If a segment of wire has a net charge (uniformly distributed), and then its length is increased by 50%,by what factor has its charge density changed?
If the original charge was 10.0 nC, how much charge must then be added to restore the wire’s original charge
density?
double the length, double the surface area, so charge density is halved.
add another 10nC to bring the sigma back up to original.
To calculate how the charge density of the wire has changed, we need to use the formula for charge density, which is given by:
Charge density (ρ) = Charge (Q) / Length (L)
Let's call the original length of the wire "L" and the original charge density "ρ₁". After increasing the length of the wire by 50%, the new length becomes 1.5L.
To find the new charge density (ρ₂), we divide the original charge (Q) by the new length (1.5L):
ρ₂ = Q / 1.5L
We can simplify this equation by multiplying both the numerator and denominator by 2/3:
ρ₂ = (Q * 2/3) / (1.5L * 2/3)
= (2Q / 3) / (3L / 2)
= (2Q / 3) * (2/3L)
= (4Q / 9L)
Therefore, the charge density has changed by a factor of 4/9 (or 0.4444) when the wire's length is increased by 50%.

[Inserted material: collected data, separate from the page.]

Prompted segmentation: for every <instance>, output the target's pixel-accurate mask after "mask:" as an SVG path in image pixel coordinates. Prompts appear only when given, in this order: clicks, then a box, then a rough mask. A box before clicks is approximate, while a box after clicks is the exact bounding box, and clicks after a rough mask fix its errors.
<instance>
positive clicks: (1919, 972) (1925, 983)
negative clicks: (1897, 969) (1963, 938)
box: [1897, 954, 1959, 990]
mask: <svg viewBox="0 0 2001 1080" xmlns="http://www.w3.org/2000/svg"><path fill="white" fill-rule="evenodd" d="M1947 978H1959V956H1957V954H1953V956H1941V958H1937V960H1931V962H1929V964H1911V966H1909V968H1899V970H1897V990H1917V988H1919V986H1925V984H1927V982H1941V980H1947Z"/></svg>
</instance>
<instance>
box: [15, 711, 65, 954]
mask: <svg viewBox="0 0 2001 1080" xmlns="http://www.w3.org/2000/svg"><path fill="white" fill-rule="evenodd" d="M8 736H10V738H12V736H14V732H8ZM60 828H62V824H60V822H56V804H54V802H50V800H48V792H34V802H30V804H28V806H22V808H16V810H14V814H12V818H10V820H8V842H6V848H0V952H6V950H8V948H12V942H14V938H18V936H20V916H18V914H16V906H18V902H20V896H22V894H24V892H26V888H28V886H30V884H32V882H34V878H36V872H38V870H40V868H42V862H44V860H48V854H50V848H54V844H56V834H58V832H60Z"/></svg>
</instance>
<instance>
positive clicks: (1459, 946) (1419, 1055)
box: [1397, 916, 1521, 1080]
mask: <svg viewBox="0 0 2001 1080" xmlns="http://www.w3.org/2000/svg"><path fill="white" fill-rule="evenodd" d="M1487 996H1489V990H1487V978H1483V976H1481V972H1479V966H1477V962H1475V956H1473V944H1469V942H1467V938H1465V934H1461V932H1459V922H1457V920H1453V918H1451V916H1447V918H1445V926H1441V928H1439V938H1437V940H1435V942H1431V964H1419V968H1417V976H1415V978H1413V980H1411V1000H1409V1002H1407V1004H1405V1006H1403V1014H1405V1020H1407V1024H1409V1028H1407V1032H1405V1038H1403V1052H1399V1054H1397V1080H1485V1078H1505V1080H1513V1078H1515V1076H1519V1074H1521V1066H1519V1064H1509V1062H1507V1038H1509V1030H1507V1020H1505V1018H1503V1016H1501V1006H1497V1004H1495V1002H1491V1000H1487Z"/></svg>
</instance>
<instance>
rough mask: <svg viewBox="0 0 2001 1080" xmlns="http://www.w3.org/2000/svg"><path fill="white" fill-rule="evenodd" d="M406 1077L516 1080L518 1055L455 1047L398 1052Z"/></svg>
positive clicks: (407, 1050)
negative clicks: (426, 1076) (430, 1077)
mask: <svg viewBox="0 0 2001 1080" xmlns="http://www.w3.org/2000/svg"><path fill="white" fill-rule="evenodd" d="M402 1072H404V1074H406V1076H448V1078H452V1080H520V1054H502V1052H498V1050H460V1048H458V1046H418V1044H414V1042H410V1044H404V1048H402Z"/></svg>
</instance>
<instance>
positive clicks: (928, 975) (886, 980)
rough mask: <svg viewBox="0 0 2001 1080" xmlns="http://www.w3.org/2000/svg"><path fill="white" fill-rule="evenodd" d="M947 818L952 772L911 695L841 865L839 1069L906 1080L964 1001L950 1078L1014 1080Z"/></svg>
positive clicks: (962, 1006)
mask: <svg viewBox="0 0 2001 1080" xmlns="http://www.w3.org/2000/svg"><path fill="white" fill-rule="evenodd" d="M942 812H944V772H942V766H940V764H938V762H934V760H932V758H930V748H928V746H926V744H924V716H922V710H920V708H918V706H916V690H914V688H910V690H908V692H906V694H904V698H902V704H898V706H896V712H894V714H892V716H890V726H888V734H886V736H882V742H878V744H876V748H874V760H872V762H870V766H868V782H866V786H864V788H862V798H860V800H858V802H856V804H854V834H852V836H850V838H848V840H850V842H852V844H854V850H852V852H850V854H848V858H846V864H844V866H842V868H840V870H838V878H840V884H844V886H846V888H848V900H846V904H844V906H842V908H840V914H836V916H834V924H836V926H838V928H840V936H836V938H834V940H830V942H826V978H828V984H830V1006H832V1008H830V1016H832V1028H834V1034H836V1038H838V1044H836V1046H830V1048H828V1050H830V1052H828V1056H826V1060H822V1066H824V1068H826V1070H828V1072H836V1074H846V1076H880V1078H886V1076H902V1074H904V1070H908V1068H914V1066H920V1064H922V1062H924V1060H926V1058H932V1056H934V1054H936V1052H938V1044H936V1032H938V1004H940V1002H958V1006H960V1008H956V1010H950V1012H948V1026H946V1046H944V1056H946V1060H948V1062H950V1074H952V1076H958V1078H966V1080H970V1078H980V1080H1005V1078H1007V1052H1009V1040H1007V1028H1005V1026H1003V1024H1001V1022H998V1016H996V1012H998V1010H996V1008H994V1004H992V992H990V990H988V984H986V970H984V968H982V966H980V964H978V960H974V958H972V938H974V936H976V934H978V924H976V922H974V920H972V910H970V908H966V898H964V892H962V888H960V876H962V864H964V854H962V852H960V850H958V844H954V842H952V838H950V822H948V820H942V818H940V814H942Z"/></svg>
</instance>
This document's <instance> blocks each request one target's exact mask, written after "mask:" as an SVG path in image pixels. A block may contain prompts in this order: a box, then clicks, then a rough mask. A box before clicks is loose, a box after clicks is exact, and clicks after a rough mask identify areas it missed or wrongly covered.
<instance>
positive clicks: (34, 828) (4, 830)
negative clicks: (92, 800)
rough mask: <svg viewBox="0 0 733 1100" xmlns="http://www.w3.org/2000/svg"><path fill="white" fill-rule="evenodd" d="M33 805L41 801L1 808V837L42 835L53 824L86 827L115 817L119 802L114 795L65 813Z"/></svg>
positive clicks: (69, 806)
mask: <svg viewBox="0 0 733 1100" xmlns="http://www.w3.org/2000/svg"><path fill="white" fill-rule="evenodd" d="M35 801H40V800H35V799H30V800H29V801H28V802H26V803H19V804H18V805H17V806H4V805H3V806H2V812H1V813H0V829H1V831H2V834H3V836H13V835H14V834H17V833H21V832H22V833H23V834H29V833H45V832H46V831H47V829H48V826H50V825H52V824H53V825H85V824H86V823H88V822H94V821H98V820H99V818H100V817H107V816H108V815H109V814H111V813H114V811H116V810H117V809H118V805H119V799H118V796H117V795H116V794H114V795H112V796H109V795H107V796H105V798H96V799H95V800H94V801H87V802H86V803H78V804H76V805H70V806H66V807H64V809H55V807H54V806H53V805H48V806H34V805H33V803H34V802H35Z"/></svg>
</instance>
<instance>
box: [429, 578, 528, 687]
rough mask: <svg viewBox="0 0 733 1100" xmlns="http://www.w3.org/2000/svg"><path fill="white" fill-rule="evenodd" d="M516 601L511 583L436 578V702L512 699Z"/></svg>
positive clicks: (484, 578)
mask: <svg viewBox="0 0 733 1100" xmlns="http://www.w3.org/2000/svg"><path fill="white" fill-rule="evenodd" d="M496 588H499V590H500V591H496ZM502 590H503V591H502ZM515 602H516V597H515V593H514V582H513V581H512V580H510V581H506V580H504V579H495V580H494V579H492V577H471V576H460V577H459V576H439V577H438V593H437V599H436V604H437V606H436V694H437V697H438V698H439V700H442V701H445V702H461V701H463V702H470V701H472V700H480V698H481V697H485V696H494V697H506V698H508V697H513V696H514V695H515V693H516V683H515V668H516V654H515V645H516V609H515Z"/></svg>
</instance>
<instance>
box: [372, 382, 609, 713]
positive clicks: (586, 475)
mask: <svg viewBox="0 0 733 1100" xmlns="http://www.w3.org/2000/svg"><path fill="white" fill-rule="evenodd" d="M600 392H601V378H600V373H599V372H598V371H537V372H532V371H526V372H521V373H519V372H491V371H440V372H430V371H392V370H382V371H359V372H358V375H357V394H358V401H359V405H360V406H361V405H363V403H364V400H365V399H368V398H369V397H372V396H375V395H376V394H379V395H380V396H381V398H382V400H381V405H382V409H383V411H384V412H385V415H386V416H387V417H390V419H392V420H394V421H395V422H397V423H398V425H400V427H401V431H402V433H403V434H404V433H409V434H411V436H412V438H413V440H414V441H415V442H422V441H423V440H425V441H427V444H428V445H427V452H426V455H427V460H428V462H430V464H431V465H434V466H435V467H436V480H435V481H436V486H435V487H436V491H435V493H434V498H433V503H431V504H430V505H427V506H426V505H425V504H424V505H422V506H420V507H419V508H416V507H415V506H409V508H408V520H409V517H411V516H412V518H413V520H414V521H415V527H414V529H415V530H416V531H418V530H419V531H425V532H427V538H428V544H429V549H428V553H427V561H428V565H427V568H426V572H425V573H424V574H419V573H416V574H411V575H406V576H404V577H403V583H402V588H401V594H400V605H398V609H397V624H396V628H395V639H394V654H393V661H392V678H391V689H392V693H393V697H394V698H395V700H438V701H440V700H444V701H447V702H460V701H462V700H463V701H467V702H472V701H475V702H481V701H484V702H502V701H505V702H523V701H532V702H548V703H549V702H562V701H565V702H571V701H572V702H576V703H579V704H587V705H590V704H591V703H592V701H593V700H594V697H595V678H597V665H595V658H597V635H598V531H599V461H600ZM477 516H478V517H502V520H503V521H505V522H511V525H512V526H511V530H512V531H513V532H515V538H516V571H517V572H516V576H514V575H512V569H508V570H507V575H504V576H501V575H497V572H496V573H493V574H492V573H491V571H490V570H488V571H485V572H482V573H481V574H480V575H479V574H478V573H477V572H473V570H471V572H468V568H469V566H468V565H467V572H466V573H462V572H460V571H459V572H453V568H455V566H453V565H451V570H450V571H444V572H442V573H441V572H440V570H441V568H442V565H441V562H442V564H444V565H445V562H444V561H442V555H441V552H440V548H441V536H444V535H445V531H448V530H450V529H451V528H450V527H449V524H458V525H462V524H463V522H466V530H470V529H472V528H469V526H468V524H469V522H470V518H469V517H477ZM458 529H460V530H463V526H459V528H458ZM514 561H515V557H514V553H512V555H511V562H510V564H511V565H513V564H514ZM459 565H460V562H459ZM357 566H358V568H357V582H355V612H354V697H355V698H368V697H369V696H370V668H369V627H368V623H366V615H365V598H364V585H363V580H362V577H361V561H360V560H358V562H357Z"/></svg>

To calculate how much charge must be added to restore the wire's original charge density, we need to calculate the difference between the original charge and the charge corresponding to the original charge density.
Let's call the required charge to restore the original charge density "ΔQ".
ΔQ = Original charge (10.0 nC) - Charge corresponding to original charge density (ρ₁ * L)
Substituting the values:
ΔQ = 10.0 nC - (ρ₁ * L)
We can now plug in the original charge density (ρ₁) and the original length (L) to calculate ΔQ.